Kaum wahrgenommen, ist sie wieder aus meinem Blickfeld verschwunden. Und doch wirkt das Bild nach, während ich meine Fahrt fortsetze.
Was sie dort machte? Es ist doch ein seltenes Bild.
Sie war braun, erdbraun. Kein Plastik, irgendein Stoff, vielleicht Cord. Ziemlich zusammengeknüllt, lag sie einfach nur so da.
Vielleicht sollte man die Polizei verständigen.
Aber das wäre doch übertrieben, bloß wegen einer Jacke!

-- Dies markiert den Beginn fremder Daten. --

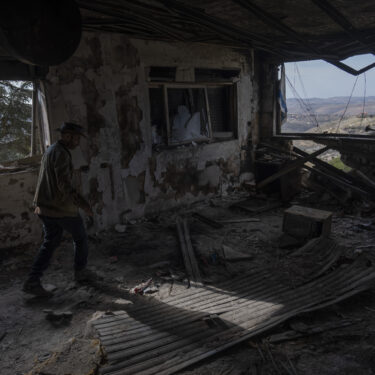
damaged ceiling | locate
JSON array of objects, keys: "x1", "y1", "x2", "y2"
[{"x1": 78, "y1": 0, "x2": 375, "y2": 61}]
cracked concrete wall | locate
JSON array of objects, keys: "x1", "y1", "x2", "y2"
[
  {"x1": 0, "y1": 170, "x2": 42, "y2": 249},
  {"x1": 0, "y1": 33, "x2": 257, "y2": 248}
]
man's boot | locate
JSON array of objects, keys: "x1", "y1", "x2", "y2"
[{"x1": 22, "y1": 279, "x2": 53, "y2": 298}]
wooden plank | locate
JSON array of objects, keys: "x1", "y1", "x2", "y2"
[
  {"x1": 257, "y1": 146, "x2": 330, "y2": 189},
  {"x1": 176, "y1": 218, "x2": 194, "y2": 280},
  {"x1": 192, "y1": 212, "x2": 223, "y2": 229},
  {"x1": 97, "y1": 266, "x2": 375, "y2": 375},
  {"x1": 100, "y1": 256, "x2": 358, "y2": 346},
  {"x1": 96, "y1": 238, "x2": 341, "y2": 334},
  {"x1": 183, "y1": 218, "x2": 202, "y2": 286}
]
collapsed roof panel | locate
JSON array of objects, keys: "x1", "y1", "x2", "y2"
[{"x1": 78, "y1": 0, "x2": 375, "y2": 61}]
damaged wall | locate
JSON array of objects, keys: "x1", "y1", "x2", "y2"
[
  {"x1": 0, "y1": 33, "x2": 258, "y2": 247},
  {"x1": 47, "y1": 34, "x2": 254, "y2": 229}
]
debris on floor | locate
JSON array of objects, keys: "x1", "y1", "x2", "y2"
[
  {"x1": 0, "y1": 190, "x2": 375, "y2": 375},
  {"x1": 130, "y1": 278, "x2": 152, "y2": 294},
  {"x1": 26, "y1": 338, "x2": 102, "y2": 375},
  {"x1": 95, "y1": 246, "x2": 375, "y2": 375}
]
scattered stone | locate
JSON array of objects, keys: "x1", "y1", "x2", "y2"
[
  {"x1": 114, "y1": 298, "x2": 133, "y2": 305},
  {"x1": 0, "y1": 329, "x2": 7, "y2": 342},
  {"x1": 143, "y1": 285, "x2": 159, "y2": 294},
  {"x1": 28, "y1": 338, "x2": 102, "y2": 375},
  {"x1": 43, "y1": 284, "x2": 57, "y2": 293},
  {"x1": 221, "y1": 245, "x2": 253, "y2": 262},
  {"x1": 115, "y1": 224, "x2": 127, "y2": 233},
  {"x1": 279, "y1": 233, "x2": 304, "y2": 249},
  {"x1": 43, "y1": 310, "x2": 73, "y2": 324},
  {"x1": 130, "y1": 278, "x2": 152, "y2": 294}
]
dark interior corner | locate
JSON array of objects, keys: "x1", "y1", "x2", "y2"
[{"x1": 0, "y1": 0, "x2": 375, "y2": 375}]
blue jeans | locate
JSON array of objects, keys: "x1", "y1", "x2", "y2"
[{"x1": 29, "y1": 215, "x2": 88, "y2": 280}]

Vielleicht gehen und fahren aber auch Dutzende, nein, Hunderte vorbei, obwohl wirklich etwas passiert ist...
Groß war sie ja nicht, wie sie dalag, vielleicht gehörte sie einem Kind oder einem alten Mann-
Alte Frauen tragen schließlich kein hässliches Erdbraun...
Ich werde nichts tun, ich bin immerhin nur vorbeigefahren, auf der Durchreise, es ist nicht einmal meine Stadt. Möglicherweise ist sie auch nur kaputt, weggeschmissen, ein Stück Lumpen... von einem Obdachlosen, wahrscheinlich...
Wer auch immer in ihr gesteckt hat, irgendwie weiß ich das, ich möchte nicht in seiner Haut stecken. Ich bin fast ein klein wenig erleichtert: Es ist nicht meine Jacke.
Wenn aber wirklich etwas Schlimmes passiert ist, dann wird man in Zukunft wegen jeder herumliegenden Jacke die Polizei rufen, das steht fest.
Fest steht auch: Dieses Stück Stoff, tief Braun auf grauem Pflasterstein zwischen Asphalt und Betonmauer, es erzählte mir in zwei, drei Sekunden eine Geschichte.